Vivemos em uma cultura — compartilhada por diversos países, sobretudo no Ocidente — que prioriza a busca pela formação de famílias nucleares, tomadas como as principais responsáveis pelo cuidado (físico, afetivo, moral, psíquico) às crianças delas provenientes. O casamento instituído na liberdade se torna o lugar privilegiado da felicidade, alegria e ternura, sendo a procriação seu ponto culminante. Os casais, em tese, não mais se unem por conveniência ou arranjos familiares, mas pelo desejo vindo do amor-paixão.
Nesse arranjo, que data do século XVIII, tanto a educação sentimental feminina quanto a concepção de seu papel social se voltam fortemente para os valores familiares. No âmbito doméstico, a família passa a ser encarada como cerne da existência das mulheres. Por meio dela seria possível adquirir aprovação e capital social, ainda que fosse necessário aturar as potenciais agruras desse mesmo ambiente.
Apesar de ter sofrido modificações — em boa parte devido às lutas femininas (e feministas) —, a ideia de que mulheres precisam conseguir (e manter) um par romântico para terem (maior) valor permanece. Enquanto, para homens, essa cultura afetiva implica procurar alguém adequado para constituir família ou, ao menos, estabelecer um relacionamento amoroso, para mulheres tal prática também diz respeito ao quanto valem como indivíduos.
Nossa cultura afetiva (dominante) tem como modelo o par formado por um homem e uma mulher. Sendo que vivemos em um contexto que coloca homens e mulheres em posições bem diferentes. Muita vezes, os efeitos dessa desigualdade afetam a maneira como mulheres se relacionam com o grupo que, desde cedo, são ensinadas a satisfazer, mesmo às custas do próprio bem-estar. Por mais que isso também afete mulheres em relacionamentos que fujam do modelo posto como padrão, tal dinâmica se intensifica quando o relacionamento é com um ou mais de um homem.
Essa mesma cultura dita que precisam buscar a aprovação masculina, mesmo que, para isso, se coloquem em segundo plano. Na rua, no trabalho, dentro de casa. Nós mulheres, em geral, nos acostumamos a ser maltratadas. É algo tão comum que leva tempo até percebermos que representa um problema. Mesmo em relacionamentos lésbicos, o hábito de privilegiar os desejos da parceira às custas das próprias necessidades costuma aparecer nas dinâmicas do casal.

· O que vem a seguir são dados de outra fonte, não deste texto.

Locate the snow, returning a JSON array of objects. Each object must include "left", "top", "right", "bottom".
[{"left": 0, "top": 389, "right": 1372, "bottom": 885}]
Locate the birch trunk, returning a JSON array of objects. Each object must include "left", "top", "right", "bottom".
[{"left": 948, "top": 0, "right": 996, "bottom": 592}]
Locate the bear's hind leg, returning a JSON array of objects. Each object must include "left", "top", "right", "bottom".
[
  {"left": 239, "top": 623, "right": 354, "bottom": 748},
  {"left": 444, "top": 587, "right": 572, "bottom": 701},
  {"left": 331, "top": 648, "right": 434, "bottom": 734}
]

Muitas de nós crescem em lares com violência doméstica, vendo a mãe, a avó e/ou a irmã passarem por situações de abuso, humilhação, controle. O mesmo vale para amigas e referências femininas próximas, inclusive, na ficção. Isso pode fazer com que enxerguem essas dinâmicas como normais, ou que tenham maior tolerância a elas.
Em diferentes produções midiáticas e no cotidiano social, ensinam que “não existe homem ruim, existe homem que não encontrou a mulher certa”. Mulheres são colocadas no papel de responsáveis pelo crescimento pessoal de quem com elas se relaciona, se acostumam à premissa de que terão de ensinar alguma coisa aos/às parceiros/as, principalmente se forem homens. Até um filme infantil bem famoso (e recente) tem uma música que diz à princesa: “ele precisa de uns reparos, mas ouça, por favor, você pode consertá-lo com um pouquinho de amor”.
Esse reflexo da maternidade compulsória cria a expectativa de que mulheres assumam a função de mãe de seus/suas parceiros/as, aquela que os/as orienta para se tornarem pessoas melhores. Um peso que homens não precisam carregar nos relacionamentos.
Tratar você com respeito, ter preocupação pelo seu bem-estar, fazer gentilezas, ouvir suas opiniões, admirar quem você é. Nada disso devia ser visto como diferencial. São requisitos. Esse é o básico de qualquer relação afetiva saudável. Seja entre namorados, cônjuges, parentes ou amigos.
É bonito compor um casal que se apoia nos bons e maus momentos. Mas, às vezes, queremos tanto fazer parte desse quadro que acabamos tirando de cena a pessoa que mais deveríamos deixar feliz: nós mesmas.⠀
Vamos parar de achar que o mínimo é o máximo que conseguimos. Vamos parar de tolerar o que nos machuca. Vamos entender que nossa própria companhia é, sim, melhor do que acompanhantes que não valorizam a(s) mulher(es) ao lado deles.